With such a rich history Alfriston has become one of my favorite English villages and I can now call The George Inn one of my favorite English pubs. The food is simple and traditional. There is no chefy-cooking here, only honest, true cooking using the best local ingredients available.

My Duo of Lamb: a Pan Roasted Loin with a Braised Shank Parcel and served with Cabbage, Chestnuts and Red Wine Jus was a very tasty dish indeed. Brimming with flavor and perfectly cooked. My dining partner for the day; Simple Foodie had the Fillet of Trout on Red Lentils, Vegetables and Chorizo, with Braised Fennel and Saffron Sauce. A lovely, sophisticated dish that would please any Fish lover.

If I'm speaking plainly, The George Inn isn't a foodie pub in the way that The Griffin Inn or The Ginger Fox are. People flock from all over the region to dine at these highly revered pubs and for good reason. However, while I dined at The George Inn I couldn't help feeling that I was part of a unique club. A small band of wannabe smugglers that have visited this tiny, but exceptionally beautiful little village and an even smaller group of people that have dined at The George Inn.

If I have one complaint it is that the prices are a little steep for what you get. Looking at the menu for the first time I was reminded of the prices at The Hinds Head in Bray, which has a Michelin Star. However, I'm not sure you can really put a price on dining in such a place. And I have no regrets.

The George Inn is the quintessential English pub and I highly recommend a visit if you're anywhere near Alfriston. See the village, fall in love and have a great meal.

Thursday, June 26, 2014

Hummus Bros, SoHo: New Favorite Cheap Eat in London

Hummus Bros, SoHo London Chunky Beef Hummus Falafel and Chunky Beef Hummus Falafel Hummus Chunky Beef Hummus Vegetable Salad Hummus
I am constantly amazed by how many restaurants there are in London. Correction, I am constantly amazed at how many very good to superlative restaurants there are in London. They are popping up at a rate that no food blogger, unless connected to an oligarchy with unlimited funds, could possibly visit. So, one must pick and choose accordingly.

On this particularly sunny day in London I chose Hummus Bros.

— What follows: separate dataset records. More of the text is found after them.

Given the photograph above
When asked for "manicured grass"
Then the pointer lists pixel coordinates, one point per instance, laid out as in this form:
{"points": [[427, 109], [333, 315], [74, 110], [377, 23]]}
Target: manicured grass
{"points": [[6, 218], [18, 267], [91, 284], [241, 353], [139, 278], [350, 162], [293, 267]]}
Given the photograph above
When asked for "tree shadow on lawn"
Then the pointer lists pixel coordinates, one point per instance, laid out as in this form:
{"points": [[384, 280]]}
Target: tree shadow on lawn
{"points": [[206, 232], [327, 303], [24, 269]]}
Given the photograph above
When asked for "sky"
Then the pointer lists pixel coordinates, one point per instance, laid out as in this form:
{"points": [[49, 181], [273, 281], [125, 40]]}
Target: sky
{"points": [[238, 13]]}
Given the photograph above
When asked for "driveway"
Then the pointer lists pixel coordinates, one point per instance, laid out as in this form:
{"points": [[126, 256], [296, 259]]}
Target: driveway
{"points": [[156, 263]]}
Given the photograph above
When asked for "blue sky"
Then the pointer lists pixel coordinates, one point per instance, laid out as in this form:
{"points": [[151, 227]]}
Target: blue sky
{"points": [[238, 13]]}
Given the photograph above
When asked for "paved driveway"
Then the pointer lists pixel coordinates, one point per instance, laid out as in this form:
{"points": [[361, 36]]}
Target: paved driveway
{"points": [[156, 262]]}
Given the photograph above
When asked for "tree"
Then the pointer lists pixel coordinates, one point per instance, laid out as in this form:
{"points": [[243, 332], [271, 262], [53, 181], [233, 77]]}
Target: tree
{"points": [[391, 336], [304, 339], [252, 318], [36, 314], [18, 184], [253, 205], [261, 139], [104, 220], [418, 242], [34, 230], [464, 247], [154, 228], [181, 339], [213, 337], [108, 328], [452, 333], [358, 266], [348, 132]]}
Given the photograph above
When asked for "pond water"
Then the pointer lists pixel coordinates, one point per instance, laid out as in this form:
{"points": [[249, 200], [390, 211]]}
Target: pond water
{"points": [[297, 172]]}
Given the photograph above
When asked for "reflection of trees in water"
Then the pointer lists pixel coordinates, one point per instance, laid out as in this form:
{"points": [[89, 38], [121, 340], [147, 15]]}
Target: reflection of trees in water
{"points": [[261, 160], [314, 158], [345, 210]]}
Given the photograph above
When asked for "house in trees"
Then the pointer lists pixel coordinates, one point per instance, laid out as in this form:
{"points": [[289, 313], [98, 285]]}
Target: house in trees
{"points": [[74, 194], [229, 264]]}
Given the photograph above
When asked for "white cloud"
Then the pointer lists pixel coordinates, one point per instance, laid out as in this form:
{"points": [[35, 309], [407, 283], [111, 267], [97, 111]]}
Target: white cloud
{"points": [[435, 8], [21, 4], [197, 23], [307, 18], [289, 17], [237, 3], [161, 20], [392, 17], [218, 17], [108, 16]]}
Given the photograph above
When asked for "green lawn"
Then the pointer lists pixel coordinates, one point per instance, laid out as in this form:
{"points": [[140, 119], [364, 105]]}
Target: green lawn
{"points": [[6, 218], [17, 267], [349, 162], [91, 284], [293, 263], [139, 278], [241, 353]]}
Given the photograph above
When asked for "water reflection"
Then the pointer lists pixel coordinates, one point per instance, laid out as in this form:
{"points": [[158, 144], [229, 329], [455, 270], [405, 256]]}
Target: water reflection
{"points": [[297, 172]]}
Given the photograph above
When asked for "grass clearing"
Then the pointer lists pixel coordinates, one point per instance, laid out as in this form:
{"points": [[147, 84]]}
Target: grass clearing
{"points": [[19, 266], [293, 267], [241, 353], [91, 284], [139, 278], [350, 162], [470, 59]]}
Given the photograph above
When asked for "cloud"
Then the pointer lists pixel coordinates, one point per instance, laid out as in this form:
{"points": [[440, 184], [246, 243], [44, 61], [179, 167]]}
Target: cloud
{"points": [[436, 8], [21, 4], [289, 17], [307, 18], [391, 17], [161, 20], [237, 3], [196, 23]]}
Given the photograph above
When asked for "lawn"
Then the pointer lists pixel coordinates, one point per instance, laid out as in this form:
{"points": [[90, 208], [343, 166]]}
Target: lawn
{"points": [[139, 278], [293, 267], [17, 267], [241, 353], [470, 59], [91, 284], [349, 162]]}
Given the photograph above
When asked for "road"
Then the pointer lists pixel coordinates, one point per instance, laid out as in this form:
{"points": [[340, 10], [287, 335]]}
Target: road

The idea is simple; produce world class Hummus and top it with a mouthwatering array of fresh ingredients. Simple yes. But the best ideas usually are. Hummus Bros is an understated joint. It reminds me of a mini cafeteria. The lines are long, but go quickly. Hungry patrons whiz past the checkout, their palates ready to get stuck into Hummus that has been perfected over the years and is, in my opinion, perfect! It's hard to pinpoint exactly why their Hummus is so lovely. Perhaps it's the precise ratio of Chickpeas to Tahini. Perhaps it's the texture, smooth and creamy and not weighed down by the oil. And definitely not grainy as most Hummus is.

Like a 1982 Saab, their Hummus just works. Toppings like Falafal, or Fresh Salad just enhance the flavor of the Hummus, it doesn't take away from it. This is worlds apart from your ordinary shop-bought Hummus.

My favorite? Chunky Beef of course!

Their menu changes often and on this occasion it was a toss up between Lamb Rogan Josh and Chunky Beef, but I've eaten more Curry lately than I care to mention. So, the Beef won out. And it was gorgeous!

I left feeling a bit like a school girl who just got a kiss from One Direction... all of them! Right now I'm all about cheap eats done really well. And Hummus Bros delivers on that order in spades!